The dollar index, a gauge of its value versus six major peers, was off 0.23 percent at 96.8


SINGAPORE: The dollar weakened in Asia on Tuesday as U.S. Treasury yields fell to three-month lows, with investors fretting over a possible pause in the Federal Reserve’s rate-hike cycle and portents of recession seen in a yield curve inversion.

The U.S. 10-year Treasury yield fell to 2.94 percent on Tuesday, its lowest level since mid-September.

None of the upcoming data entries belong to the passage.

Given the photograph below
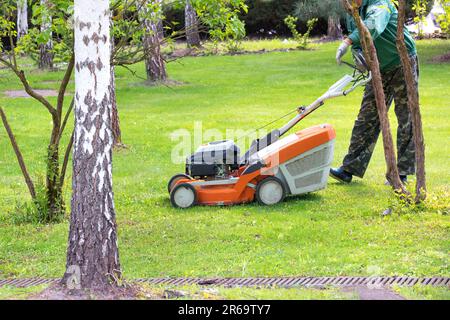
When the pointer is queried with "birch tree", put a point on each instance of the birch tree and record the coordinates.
(154, 61)
(22, 18)
(413, 103)
(92, 254)
(191, 25)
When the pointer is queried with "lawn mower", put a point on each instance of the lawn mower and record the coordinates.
(274, 167)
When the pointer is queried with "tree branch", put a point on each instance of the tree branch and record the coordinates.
(28, 89)
(66, 118)
(413, 104)
(63, 86)
(19, 156)
(66, 160)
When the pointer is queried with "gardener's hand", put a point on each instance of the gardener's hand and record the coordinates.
(342, 50)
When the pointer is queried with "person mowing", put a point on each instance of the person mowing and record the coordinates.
(380, 17)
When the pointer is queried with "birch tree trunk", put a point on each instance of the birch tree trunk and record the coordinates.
(154, 62)
(22, 18)
(191, 25)
(45, 50)
(334, 28)
(370, 54)
(414, 105)
(92, 254)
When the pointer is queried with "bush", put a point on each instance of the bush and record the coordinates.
(301, 39)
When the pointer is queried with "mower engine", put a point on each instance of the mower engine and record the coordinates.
(215, 160)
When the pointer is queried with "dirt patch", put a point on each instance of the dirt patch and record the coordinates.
(23, 94)
(445, 58)
(366, 293)
(58, 292)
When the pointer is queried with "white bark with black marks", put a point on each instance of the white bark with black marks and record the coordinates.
(93, 232)
(154, 61)
(22, 18)
(191, 25)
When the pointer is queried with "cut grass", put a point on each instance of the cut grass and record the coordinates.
(334, 232)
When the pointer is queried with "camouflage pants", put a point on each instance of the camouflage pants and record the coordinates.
(367, 126)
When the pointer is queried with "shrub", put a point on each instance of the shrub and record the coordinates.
(301, 39)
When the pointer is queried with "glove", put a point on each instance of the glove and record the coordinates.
(342, 50)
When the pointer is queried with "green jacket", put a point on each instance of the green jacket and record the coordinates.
(380, 17)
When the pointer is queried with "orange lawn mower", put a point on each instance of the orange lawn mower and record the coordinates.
(273, 167)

The difference in yield between the U.S. 2-year and 10-year tightened to its smallest since July 2007.

The curve between 3-year and 5-year notes inverted for the first time since 2007 on Monday and was last at minus 1.2 basis points.

The 2-year and 10-year yield curve is a key focus for investors as an inversion is seen as a predictor of a U.S. recession.

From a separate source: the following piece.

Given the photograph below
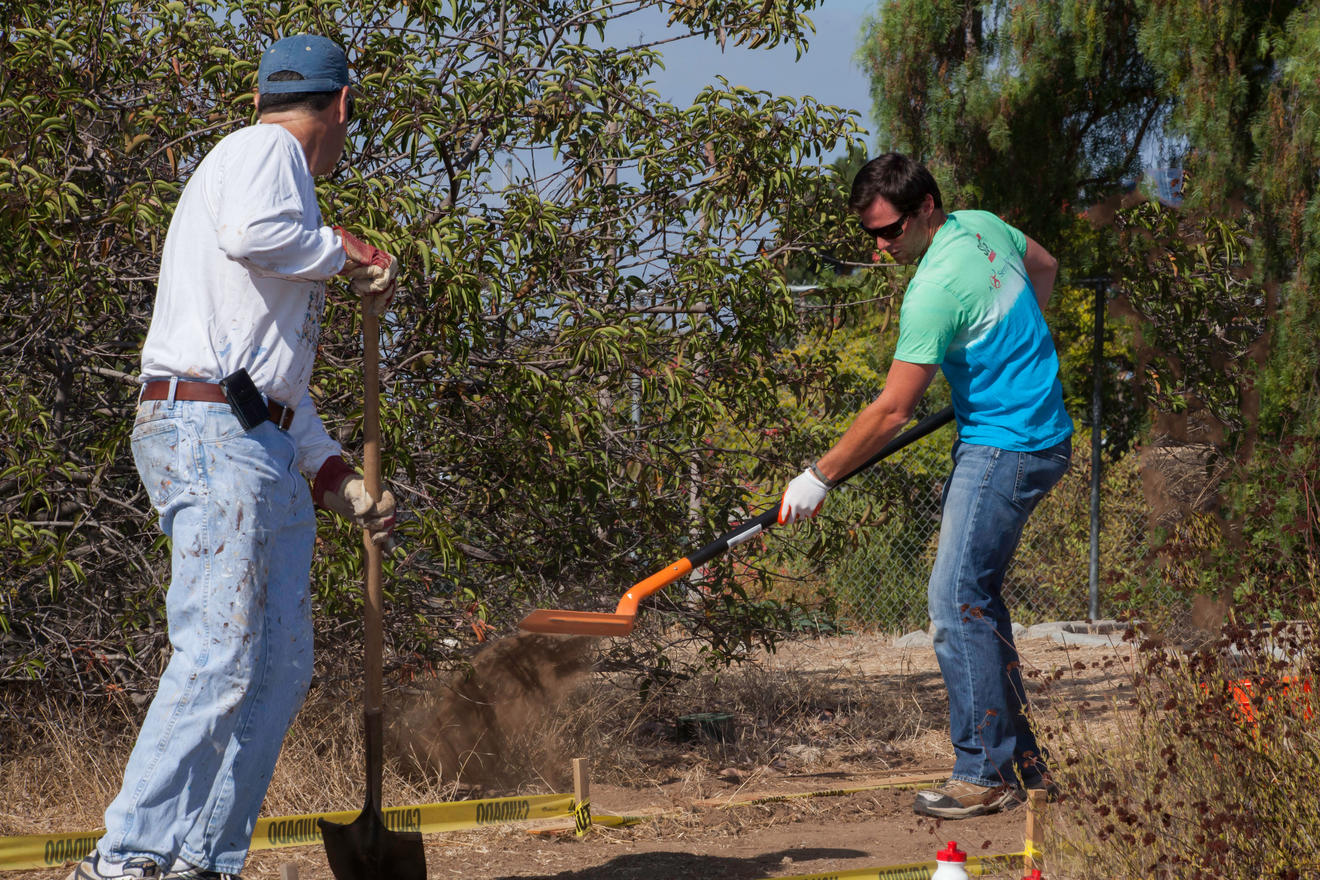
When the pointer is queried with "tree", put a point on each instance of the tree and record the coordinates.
(592, 288)
(1023, 108)
(1032, 107)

A yield curve is said to be inverted when yields on longer-dated maturity bonds are lower than shorter-dated bonds.

The yield curve has flattened as continuing interest rate hikes send short-dated yields higher, while longer-dated Treasury yields are kept down by tepid inflation and slowing global growth.

The dollar index, a gauge of its value versus six major peers, was off 0.23 percent at 96.8.

The weakness in the dollar comes against the backdrop of a temporary truce in the US-China trade conflict, which has bolstered investor confidence in riskier currencies versus the safe-haven greenback.

The dollar had been supported for most of 2018 by a robust U.S. economy and a relatively hawkish Fed, which is widely expected to raise its policy interest rate later this month.

Markets have priced in an 87 percent probability of a rate hike at the Fed’s Dec. 18-19 meeting.

The dollar came under pressure last week when the market took comments from Fed Chair Jerome Powell as signalling a slower pace of rate hikes.

A more dovish tone from the Fed last week has led markets to question how many times the central bank will hike rates in 2019.

Currencies such as the Chinese yuan, which were battered in the US-China trade war, are expected to trade stronger versus the greenback in the coming weeks as investor sentiment improves.

The dollar fell 0.5 percent against the offshore yuan to 6.8375. On Monday, it lost 1.07 percent, its steepest percentage fall since Aug. 25.

However, he warned that markets need to see a further easing in trade tensions for the risk-on rally to continue.

The Australian dollar benefited from the broad-based dollar selling, gaining 0.2 percent in Asian trade at $0.7368. The Reserve Bank of Australia kept its policy cash rate unchanged on Tuesday in a widely expected move.

The yen traded at 113.05 to the dollar, with the greenback losing 0.5 percent versus the Japanese currency.

Elsewhere, sterling was gained 0.2 percent to trade at $1.2744 due to broad dollar weakness.

On Monday, the pound fell below $1.27 for the first time since Oct. 31.

Sterling has posted losses for three consecutive weeks as traders bet that British Prime Minister Theresa May will not be able to pass her Brexit deal through parliament on Dec. 11.